I remember when one of crypto's biggest selling points was the idea that banks would eventually become irrelevant.
That prediction doesn't sound as convincing as it used to.
If anything, some parts of the industry seem to be moving in the opposite direction.
This week, Telcoin announced what it describes as the first federally regulated onchain bank account connected to the U.S. banking system.
For years, crypto was supposed to be the alternative.
A parallel system.
Something separate from traditional finance.
Now we're watching crypto companies pursue licenses, work with regulators, build banking relationships and offer products that look surprisingly familiar.
A few years ago, that would have sounded strange.
Today it barely feels controversial.
The more I think about it, the less surprising it becomes.
Banks solve problems.
Not every problem, obviously.
But enough of them that billions of people still use them every day.

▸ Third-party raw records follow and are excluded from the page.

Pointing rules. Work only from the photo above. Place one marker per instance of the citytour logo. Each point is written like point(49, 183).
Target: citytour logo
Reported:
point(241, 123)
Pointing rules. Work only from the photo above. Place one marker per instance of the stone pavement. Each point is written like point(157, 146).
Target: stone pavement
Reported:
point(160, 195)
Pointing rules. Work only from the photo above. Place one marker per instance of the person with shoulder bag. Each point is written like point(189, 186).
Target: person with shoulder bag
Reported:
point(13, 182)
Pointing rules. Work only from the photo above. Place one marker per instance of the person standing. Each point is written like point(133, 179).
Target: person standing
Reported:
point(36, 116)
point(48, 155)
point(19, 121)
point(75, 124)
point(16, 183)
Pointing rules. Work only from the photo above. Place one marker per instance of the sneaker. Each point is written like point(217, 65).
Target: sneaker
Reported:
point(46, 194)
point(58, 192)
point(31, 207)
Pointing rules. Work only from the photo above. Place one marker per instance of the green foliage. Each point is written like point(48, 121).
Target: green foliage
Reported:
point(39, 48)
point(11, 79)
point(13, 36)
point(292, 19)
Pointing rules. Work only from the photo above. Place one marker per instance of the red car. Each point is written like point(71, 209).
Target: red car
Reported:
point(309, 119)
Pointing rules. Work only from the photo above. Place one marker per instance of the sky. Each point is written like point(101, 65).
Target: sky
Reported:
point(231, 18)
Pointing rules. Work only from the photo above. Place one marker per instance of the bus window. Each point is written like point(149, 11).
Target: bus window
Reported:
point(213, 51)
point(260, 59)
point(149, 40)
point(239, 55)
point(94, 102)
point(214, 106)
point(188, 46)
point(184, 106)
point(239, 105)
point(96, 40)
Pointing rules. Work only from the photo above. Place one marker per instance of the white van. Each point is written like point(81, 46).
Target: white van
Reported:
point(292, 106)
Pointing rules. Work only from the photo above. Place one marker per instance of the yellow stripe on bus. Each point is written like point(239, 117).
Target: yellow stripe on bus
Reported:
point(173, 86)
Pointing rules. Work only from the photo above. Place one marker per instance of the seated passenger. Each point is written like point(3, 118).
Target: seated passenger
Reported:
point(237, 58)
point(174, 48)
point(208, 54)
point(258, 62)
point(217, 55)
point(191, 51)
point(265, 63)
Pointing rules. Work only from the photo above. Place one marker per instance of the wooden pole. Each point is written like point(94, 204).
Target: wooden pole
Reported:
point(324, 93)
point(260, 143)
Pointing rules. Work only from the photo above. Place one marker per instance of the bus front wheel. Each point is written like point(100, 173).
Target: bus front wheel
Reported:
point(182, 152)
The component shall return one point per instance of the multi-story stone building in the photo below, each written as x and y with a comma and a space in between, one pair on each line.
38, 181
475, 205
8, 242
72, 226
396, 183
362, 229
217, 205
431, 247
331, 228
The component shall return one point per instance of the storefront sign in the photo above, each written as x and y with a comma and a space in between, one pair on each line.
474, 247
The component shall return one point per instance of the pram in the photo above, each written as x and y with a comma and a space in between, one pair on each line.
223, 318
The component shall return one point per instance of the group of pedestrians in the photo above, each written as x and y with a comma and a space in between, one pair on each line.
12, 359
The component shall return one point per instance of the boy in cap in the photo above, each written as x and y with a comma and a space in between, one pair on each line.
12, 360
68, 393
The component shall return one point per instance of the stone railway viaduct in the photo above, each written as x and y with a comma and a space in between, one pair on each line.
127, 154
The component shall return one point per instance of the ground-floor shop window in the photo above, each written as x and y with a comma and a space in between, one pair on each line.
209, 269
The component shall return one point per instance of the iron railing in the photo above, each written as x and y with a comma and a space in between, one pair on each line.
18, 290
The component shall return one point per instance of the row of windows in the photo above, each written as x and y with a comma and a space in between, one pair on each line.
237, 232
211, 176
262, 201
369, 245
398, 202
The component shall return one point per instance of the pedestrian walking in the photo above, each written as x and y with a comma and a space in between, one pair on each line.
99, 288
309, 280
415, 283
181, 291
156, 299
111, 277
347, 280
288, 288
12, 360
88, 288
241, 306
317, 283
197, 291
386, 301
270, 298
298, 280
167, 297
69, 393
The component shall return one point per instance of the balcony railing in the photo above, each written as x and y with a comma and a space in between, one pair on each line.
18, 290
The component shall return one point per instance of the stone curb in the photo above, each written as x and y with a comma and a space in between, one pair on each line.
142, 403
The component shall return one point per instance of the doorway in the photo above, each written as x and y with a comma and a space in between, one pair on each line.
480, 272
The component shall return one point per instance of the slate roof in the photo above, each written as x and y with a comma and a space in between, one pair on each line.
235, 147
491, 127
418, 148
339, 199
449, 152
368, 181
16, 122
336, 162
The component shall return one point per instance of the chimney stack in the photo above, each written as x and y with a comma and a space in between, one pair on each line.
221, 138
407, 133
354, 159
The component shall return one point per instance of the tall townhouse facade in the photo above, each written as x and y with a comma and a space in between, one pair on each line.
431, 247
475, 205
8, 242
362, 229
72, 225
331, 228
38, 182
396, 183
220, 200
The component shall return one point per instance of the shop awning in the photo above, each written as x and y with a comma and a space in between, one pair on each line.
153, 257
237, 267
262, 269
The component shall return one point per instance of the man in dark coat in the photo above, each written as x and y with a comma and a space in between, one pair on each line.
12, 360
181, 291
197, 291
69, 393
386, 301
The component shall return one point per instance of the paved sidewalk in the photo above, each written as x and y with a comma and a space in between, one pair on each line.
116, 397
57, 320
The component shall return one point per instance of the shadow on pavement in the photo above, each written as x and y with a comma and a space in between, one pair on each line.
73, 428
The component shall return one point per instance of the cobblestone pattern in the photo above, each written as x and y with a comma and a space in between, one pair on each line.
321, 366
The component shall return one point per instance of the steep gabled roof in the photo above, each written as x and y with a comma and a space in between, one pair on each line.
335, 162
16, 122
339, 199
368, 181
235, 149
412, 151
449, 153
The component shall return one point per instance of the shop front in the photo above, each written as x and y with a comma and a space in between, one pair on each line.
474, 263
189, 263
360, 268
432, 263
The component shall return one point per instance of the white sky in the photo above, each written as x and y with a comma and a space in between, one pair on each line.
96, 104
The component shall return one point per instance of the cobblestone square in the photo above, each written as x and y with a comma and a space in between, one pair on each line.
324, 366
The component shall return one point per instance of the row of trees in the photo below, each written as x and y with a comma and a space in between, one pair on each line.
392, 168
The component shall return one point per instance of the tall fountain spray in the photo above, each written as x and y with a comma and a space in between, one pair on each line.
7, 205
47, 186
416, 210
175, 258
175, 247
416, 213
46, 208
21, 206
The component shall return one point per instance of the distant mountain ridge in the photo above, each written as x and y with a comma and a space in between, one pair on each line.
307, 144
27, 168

Most people don't want to worry about private keys.
They don't want to be fully responsible for every security mistake.
They don't want to lose access to their savings because they misplaced a recovery phrase.
Crypto gave people more control.
The tradeoff was more responsibility.
For some users, that tradeoff makes perfect sense.
For many others, it doesn't.
That's probably why the industry keeps drifting toward services that look increasingly similar to the system it once promised to replace.
People simply tend to choose convenience when given the option.
They always have.
Maybe that's the lesson.
Technology doesn't always win by replacing what came before it.
Sometimes it wins by becoming part of it.
The internet didn't eliminate traditional businesses.
Smartphones didn't eliminate computers.
And crypto may not eliminate banks either.
The future might not be a battle between crypto and banking.
It might be a version where the two become increasingly difficult to separate.
Looking back, that possibility seems obvious.
But a few years ago, many people would have called it impossible.